Please note that there are no regular office hours during the first week of class, but
feel free to schedule an appointment if you would like to meet.
Communication
We use Piazza
to manage course questions and discussion, and you can sign up
here.
It is our intent that students from all backgrounds and perspectives be well served by this course, that students' learning needs be addressed both in and out of class, and that the diversity that students bring to this class be viewed as a resource, strength, and benefit. We aim to present materials and conduct activities in ways that are respectful of this diversity. Your suggestions are encouraged and appreciated. Please let us know ways to improve the effectiveness of the course for you personally or for other students or student groups.
You may use our (anonymous)
comment box
to let us know which aspects of the class
are going well and which could be improved.
We encourage you to work together in groups to solidify your understanding of the course material.
If you would like assistance forming a study group, please complete this form by Thursday, January 14 at 9pm PT.
Our goal is to form the study groups the following day,
so students can begin discussing the first homework assignment.
[ Optional ] Textbooks
All of Statistics by Larry Wasserman
(available
online)
R for Data Science by Garrett Grolemund and Hadley Wickham
Statistics by David Freedman, Robert Pisani, and Roger Purves
Natural Experiments in the Social Sciences by Thad Dunning
All of the key resources for this class are avilable online, free of charge.
However, please note that the department has created a new
Opportunity Fund
through which students may request financial assistance to purchase any necessary course materials.
Computing Environment
We primarily use
R
(
RStudio is the recommended interface),
including the suite of
tidyverse packages.
Evaluation
6 homework assignments (50%)
2 quizzes (25%)
Project proposal + final project (20%)
Attendance and participation (5%)
Resources
Syllabus
Week 1: Data Exploration & Visualization
January 11-15, 2021
Summary statistics, data manipulation, group-wise operations, joins, principles of plotting
Week 2: Statistical Inference I
January 18-22, 2021
Chapter 6 of
All of Statistics
Sampling distributions, statistical estimators, confidence intervals
Week 3: Statistical Inference II
January 25-29, 2021
Selected topics from Chapters 7, 8 & 9 of
All of Statistics
Maximum likelihood estimation, method of moments, the bootstrap
Week 4: Linear Regression I
February 1-5, 2021
Part III of
Statistics, and selected topics from Chapter 13 of
All of Statistics
Correlation, simple linear regression, confidence & prediction intervals
Week 5: Career Panel and Quiz
February 8-12, 2021
Panel on data science careers in government, academia and non-profits; take-home quiz
Week 6: Linear Regression II
February 15-19, 2021
Selected topics from Chapter 13 of
All of Statistics
Multiple regression, feature generation, model evaluation, normal equations
Week 7: Logistic Regression
February 22-26, 2021
Selected topics from Chapter 13 of
All of Statistics
Logistic regression, multinomial logistic regression, model evaluation
Week 8: Bias-Variance Tradeoff
March 1-5, 2021
Overfitting, under-fitting, cross-validation, regularization
Week 9: Causal Inference
March 8-12, 2021
Rubin causal model, response surface modeling, instrumental variables, diff-in-diff
Week 10: Review and Quiz
March 15-19, 2021
Review of course material; final project due; take-home quiz
Assignments and Quizzes
Unless otherwise stated, assignments are to be done individually.

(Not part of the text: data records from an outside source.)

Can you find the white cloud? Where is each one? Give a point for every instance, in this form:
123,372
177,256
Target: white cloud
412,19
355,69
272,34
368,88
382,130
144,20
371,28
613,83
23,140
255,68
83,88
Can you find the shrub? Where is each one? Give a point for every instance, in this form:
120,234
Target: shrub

You are welcome to work with others to master the principles and approaches used to
solve the homework problems, but the work you turn in should be your own.

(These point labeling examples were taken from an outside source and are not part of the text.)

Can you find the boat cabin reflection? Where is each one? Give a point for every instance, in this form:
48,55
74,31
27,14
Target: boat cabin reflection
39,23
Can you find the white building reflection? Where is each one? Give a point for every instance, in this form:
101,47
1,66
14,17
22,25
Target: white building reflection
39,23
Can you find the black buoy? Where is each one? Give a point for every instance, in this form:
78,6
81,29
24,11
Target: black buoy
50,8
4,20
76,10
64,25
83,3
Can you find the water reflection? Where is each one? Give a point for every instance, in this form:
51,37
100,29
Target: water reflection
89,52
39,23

Under no circumstance should you seek out or look at solutions to assignments given in previous years.
Late homework will not be accepted, but your lowest homework grade will be dropped.
Assignment 0:
Due Date: Thursday, January 14, noon PT
In preparation for the first discussion section,
install RStudio
(which in turn requires installing R).
Please also sign up for Piazza.
Assignment 1:
Due Date: Thursday, January 21, 9:00 pm PT
Exploring and visualizing data with
dplyr
and
ggplot2 in
R.
Details
here.
Assignment 2:
Due Date: Thursday, January 28, 9:00 pm PT
Statistical estimators and confidence intervals.
Details
here.
Assignment 3:
Due Date: Monday, February 8, 9:00 pm PT
The bootstrap, MLEs, and the method of moments.
Details
here.
Assignment 4: Project proposal
Due Date: Tuesday, February 9, 9:00 pm PT
In teams of 2-5 people, please complete this
project proposal form.
You are free to pursue any topic related to applied statistics.
In previous years, teams have considered
athletic performance, gender inequality, farming practices, restaurant quality,
music success, gentrification, and standardized testing, just to name a few.
Any data-driven investigation is fair game.
At the end of the quarter, each team will prepare either a 10-page written report
or a 10-minute video presentation.
To help assess the feasibility and suitability of your project,
please discuss your idea with the teaching staff before submitting your proposal.
Your group should
sign up for a 15-minute meeting slot. It is ideal if all members of your group can attend the meeting but, at a minimum, two members should be present. (This meeting is a required part of the assignment.)
Upon completing the project, we'll ask each student to evaluate the contributions of their team members, and
we'll consider these peer-reviews when determining final grades.
Quiz
24-hour take-home quiz
12:01 am - 11:59 pm PT on Thursday, February 11
The quiz is open book/computer.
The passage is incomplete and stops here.